Dear old friend,
I know things were hard for you. Some days were harder than others but never were they easy. You grew quickly, you adapted and you worked. You watched others from afar but never felt connected, often feeling like an outsider, even when you wished you weren’t. Nights were both your enemy and your friend, being there to comfort and torment you.
You were young but you were old too. I will always look up to you and aspire to be as great as the person you strived to be. Always against the odds you prevailed, growing stronger in one way and weaker in another. You honestly believed you were meant for extraordinary things and that’s how you dedicated your time and efforts. To prove to yourself that you were as great as you wished you ought to be.
Sometimes books and pens were your only friends, alongside a hot coffee in the cold misty mornings.
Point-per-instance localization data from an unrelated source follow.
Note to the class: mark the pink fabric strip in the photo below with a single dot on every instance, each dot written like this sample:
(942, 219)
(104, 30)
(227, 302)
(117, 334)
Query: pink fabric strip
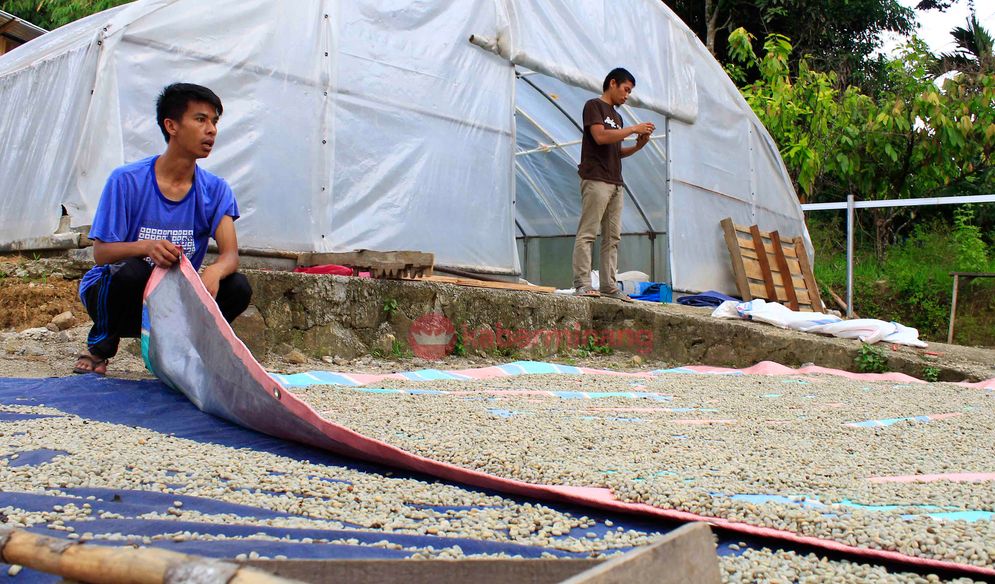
(351, 443)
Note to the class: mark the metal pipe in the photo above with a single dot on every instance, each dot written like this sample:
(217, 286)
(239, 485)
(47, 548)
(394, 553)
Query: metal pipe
(953, 310)
(849, 255)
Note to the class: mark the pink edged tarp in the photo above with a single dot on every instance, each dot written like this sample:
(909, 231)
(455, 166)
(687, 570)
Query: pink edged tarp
(189, 346)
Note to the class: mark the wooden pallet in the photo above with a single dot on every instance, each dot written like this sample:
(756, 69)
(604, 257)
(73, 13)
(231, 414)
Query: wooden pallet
(380, 264)
(488, 284)
(769, 267)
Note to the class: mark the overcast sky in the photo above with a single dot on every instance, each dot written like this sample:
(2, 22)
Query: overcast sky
(935, 26)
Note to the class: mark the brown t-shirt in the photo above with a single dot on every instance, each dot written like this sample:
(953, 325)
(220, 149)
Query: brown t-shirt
(600, 162)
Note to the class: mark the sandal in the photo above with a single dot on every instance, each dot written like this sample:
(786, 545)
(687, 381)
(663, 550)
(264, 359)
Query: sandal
(96, 365)
(587, 291)
(617, 295)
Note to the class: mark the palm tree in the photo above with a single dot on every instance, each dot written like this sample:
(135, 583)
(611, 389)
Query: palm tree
(975, 53)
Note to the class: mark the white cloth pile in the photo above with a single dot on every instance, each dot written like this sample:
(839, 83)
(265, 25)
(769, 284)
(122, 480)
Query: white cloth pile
(868, 330)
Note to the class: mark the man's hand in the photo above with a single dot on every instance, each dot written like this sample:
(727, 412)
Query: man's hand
(163, 253)
(212, 280)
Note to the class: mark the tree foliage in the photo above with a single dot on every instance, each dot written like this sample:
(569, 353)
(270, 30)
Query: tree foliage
(51, 14)
(912, 138)
(834, 35)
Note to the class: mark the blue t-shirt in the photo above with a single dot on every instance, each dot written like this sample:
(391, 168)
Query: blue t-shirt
(132, 208)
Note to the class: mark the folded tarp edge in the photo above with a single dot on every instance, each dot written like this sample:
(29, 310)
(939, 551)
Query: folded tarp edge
(269, 408)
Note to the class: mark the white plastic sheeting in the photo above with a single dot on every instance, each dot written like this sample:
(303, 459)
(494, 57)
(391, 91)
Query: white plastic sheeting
(867, 330)
(377, 124)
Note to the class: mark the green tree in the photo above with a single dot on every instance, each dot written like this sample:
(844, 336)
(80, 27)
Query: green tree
(975, 53)
(834, 35)
(51, 14)
(910, 139)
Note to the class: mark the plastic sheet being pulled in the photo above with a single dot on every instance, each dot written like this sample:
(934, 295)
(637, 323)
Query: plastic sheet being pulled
(188, 344)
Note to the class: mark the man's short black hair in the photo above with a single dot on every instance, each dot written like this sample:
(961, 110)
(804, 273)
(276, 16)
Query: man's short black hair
(172, 103)
(619, 76)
Other times adventures on your lonesome, on trains to places you didn’t know of but thought the names were elegant enough to warrant a visit, were events to make your heart swell and your eyes sing.
You had friends, but you never felt like you had them at the same time. Maybe writers were deemed for tragedy you thought, but inside you wished it weren’t true.
Dear future self,
I wish you have come to terms with who you are. I know you had trouble with that in the past, and it often kept you awake at times long into the night. I know that you wished for friends a lot, but now I hope you have come to terms that sometimes the best company is your own company.
You deserve solace, both in your thoughts and in your hands. Tragedy cannot paint you forever, and nor will it.
I hope that you have kept up your writing and produced many tales for people to read. Long after you go, your words will sing into the souls of many. Make sure those words are pure and whole.
Future self, I wish you stopped worrying about the past. Only what can be changed must be focused on. Make sure those happenings are what you wish. Do not let the world change you, you must change the world.
Dear present self,
Please be happy. Things will get better.